The universe on its shoulders

Hello Games are in a deeply unenviable position. In the wake of No Man's Sky's [official site] release with its waterfall of unkept promises, to me it seems the studio is trapped in the Sisyphean task of trying to tweak, patch, update and amend their game until it can meet the impossible imagined version created by the combined efforts of its developers and its players. Rather than compare this hugely embellished version of the game that greets players now with that of just over a year ago, the temptation is to compare it to the dream version we will never get.

But it's crucial to push that aside, and accept that no, No Man's Sky was never going to be this game of true universal exploration, of truly unique realistic planets with truly unique creatures existing in an intricate ecosystem, where we might stumble upon another player and interact, where we might see flocking dinosaurs hunted by predatory beasts as trees fall down in their wake... Instead, let's look at what we do have now, because it's actually rather a lot.

I played an enormous amount of No Man's Sky last year. It was such a fascinating mess, such a relaxing experience but ultimately so pointless. I created my own goal of reaching the then-largest ship available - a 48-slot beast - and designed my play around gathering the resources and finances necessary to make that happen, without using deliberate exploits. And gosh, that took dozens and dozens of hours to do, hours I just puzzled over why I was entranced and yet so disappointed. (Never, ever more disappointed than by the non-end of the god-awful Atlas plot.) It was a contradiction that caught me for a long, long time. And as a result, when I came back to the game this week with that save, I just couldn't play any more. I tried to pick up where I'd left off, the game offering me its new challenges and stories at that point, but there was a sense of ennui far too overpowering to get past.
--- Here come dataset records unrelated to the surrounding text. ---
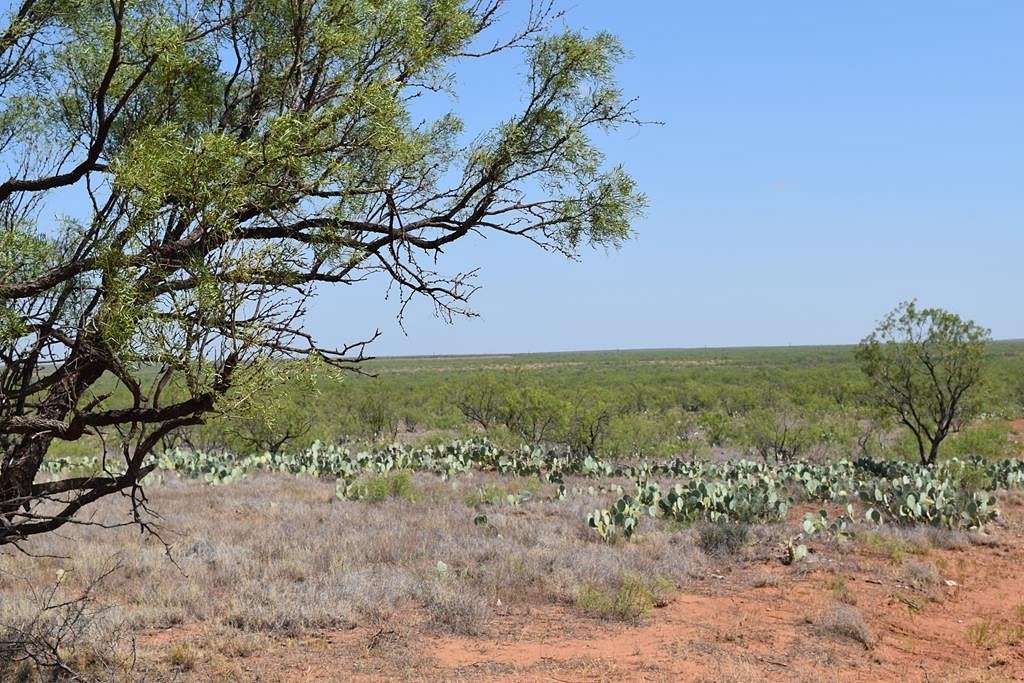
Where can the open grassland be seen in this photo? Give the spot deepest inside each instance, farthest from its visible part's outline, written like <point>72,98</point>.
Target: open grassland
<point>680,515</point>
<point>808,400</point>
<point>273,578</point>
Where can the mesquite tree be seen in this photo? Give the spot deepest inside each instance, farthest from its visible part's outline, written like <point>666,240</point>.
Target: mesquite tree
<point>185,173</point>
<point>923,364</point>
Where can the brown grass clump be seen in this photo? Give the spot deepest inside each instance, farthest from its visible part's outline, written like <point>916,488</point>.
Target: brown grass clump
<point>845,622</point>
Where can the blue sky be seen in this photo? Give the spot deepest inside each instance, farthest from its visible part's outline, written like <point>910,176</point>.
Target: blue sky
<point>817,164</point>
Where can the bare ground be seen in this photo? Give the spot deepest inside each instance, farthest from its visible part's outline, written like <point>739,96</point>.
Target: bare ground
<point>274,581</point>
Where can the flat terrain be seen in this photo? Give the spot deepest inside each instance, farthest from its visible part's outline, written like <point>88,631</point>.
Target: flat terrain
<point>463,573</point>
<point>272,579</point>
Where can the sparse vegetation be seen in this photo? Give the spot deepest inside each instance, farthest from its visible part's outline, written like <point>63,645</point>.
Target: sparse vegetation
<point>846,622</point>
<point>722,539</point>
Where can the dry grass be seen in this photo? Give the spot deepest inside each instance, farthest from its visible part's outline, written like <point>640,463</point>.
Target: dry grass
<point>845,622</point>
<point>282,555</point>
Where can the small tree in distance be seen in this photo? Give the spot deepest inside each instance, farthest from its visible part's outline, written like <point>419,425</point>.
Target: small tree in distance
<point>923,364</point>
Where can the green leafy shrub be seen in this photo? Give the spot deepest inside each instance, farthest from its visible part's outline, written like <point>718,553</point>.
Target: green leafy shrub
<point>631,600</point>
<point>376,488</point>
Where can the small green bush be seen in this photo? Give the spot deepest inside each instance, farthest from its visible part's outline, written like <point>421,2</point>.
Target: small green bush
<point>376,488</point>
<point>630,601</point>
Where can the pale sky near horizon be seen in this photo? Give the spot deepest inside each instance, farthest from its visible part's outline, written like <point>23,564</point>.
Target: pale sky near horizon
<point>817,164</point>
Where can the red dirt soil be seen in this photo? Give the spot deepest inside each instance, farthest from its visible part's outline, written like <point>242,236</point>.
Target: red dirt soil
<point>758,621</point>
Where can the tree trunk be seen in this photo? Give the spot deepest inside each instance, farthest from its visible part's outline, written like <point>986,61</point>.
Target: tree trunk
<point>22,464</point>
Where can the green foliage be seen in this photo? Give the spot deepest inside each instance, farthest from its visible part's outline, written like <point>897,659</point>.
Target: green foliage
<point>377,488</point>
<point>923,366</point>
<point>631,600</point>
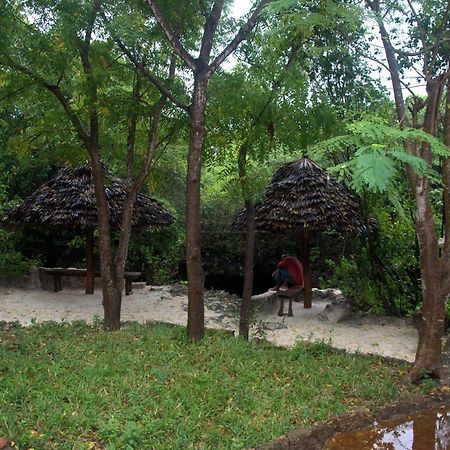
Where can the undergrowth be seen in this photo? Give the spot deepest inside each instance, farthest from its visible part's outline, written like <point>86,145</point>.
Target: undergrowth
<point>74,386</point>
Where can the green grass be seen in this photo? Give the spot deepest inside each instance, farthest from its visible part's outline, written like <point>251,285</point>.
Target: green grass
<point>72,386</point>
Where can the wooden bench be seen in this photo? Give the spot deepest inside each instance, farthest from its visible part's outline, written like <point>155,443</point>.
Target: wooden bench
<point>57,275</point>
<point>293,293</point>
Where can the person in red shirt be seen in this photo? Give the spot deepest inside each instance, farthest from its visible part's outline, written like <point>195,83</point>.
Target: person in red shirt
<point>289,272</point>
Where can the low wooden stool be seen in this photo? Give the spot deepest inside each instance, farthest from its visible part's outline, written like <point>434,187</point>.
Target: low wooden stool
<point>293,293</point>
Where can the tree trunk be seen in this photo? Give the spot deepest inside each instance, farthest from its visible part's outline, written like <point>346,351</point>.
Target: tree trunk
<point>429,351</point>
<point>196,321</point>
<point>246,304</point>
<point>307,290</point>
<point>90,268</point>
<point>112,297</point>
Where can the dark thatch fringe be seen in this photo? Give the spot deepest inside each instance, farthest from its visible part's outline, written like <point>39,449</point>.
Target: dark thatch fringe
<point>68,199</point>
<point>302,196</point>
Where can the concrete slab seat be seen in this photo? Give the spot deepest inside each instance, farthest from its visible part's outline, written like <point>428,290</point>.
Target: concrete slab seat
<point>293,293</point>
<point>57,275</point>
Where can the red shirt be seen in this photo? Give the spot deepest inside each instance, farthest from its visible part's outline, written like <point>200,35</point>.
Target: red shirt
<point>294,268</point>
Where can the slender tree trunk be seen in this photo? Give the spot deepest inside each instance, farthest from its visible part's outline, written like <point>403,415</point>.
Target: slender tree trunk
<point>246,303</point>
<point>196,322</point>
<point>307,290</point>
<point>429,351</point>
<point>90,267</point>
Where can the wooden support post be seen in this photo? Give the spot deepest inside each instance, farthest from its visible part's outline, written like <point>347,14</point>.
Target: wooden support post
<point>90,275</point>
<point>306,270</point>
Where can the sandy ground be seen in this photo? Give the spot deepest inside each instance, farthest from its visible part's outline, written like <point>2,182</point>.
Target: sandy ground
<point>387,337</point>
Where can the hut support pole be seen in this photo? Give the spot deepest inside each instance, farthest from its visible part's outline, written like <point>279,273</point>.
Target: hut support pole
<point>307,293</point>
<point>90,260</point>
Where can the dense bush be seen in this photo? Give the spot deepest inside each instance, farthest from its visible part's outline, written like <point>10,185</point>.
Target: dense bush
<point>382,274</point>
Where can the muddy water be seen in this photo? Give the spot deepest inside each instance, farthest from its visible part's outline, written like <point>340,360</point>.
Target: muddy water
<point>429,430</point>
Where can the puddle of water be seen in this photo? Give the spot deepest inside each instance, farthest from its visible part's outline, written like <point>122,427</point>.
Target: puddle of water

So, I chanced the idea of just starting against from scratch, and I'm really glad I did.

It's worth stressing at this point that I didn't spend a lot of time with NMS after the previous major patch that introduced base building, larger ships and combat, and so on, so a lot of what I describe as "new" here may well be a muddle of both patches. That's going to be the case for a lot of people finally tempted to properly return with the better news surrounding this latest update, so I'm treating all the added content since most people last dug in as new. Also, I continued to play in the "relaxed" mode that was the original intended way to play.

The game begins slightly differently. You're no longer required to spend a good long while foraging to fix your initial ship. Instead it pretty much works straight away, just limited to a few simple fetch quests before you're able to get into the sky. However, it plots this far better, albeit with the aching sigh of your character having lost their memory. Siiiiiiigggggggghhhhhh. It quickly introduces the basics of what you need to know in a much more coherent fashion than previously, and there's the immediate joy of discovering that both your Exosuit and ship have special inventory slots for technology now, meaning you have more space for resources.

I did, however, have a rather unfortunate false start. No Man's Sky's obvious primary strength and major attraction is that, despite the overbearing weight of similarities, planets are somewhat unique in their procedural generation. On this occasion though, this meant that it had started my game with my stranded ship atop a high plateau on a deeply toxic planet. It was impossible to return to my ship without a trek too far to survive the elements, and I had to quit out and start again.

The second time, however, things were much improved - navigable landscapes, slightly more breathable, and I found that I was quickly getting back into that process of gathering carbon, iron and plutonium to fix up the ship, and discovering just how much more autonomy the player has with the more smart uses of the building abilities. Building a Signal Booster from iron and plutonium, you can seek out nearby mineral resources like the now-vital heridium, or having it find you relics and the like. This is far, far better than having to stumble upon buildings with similar options inside.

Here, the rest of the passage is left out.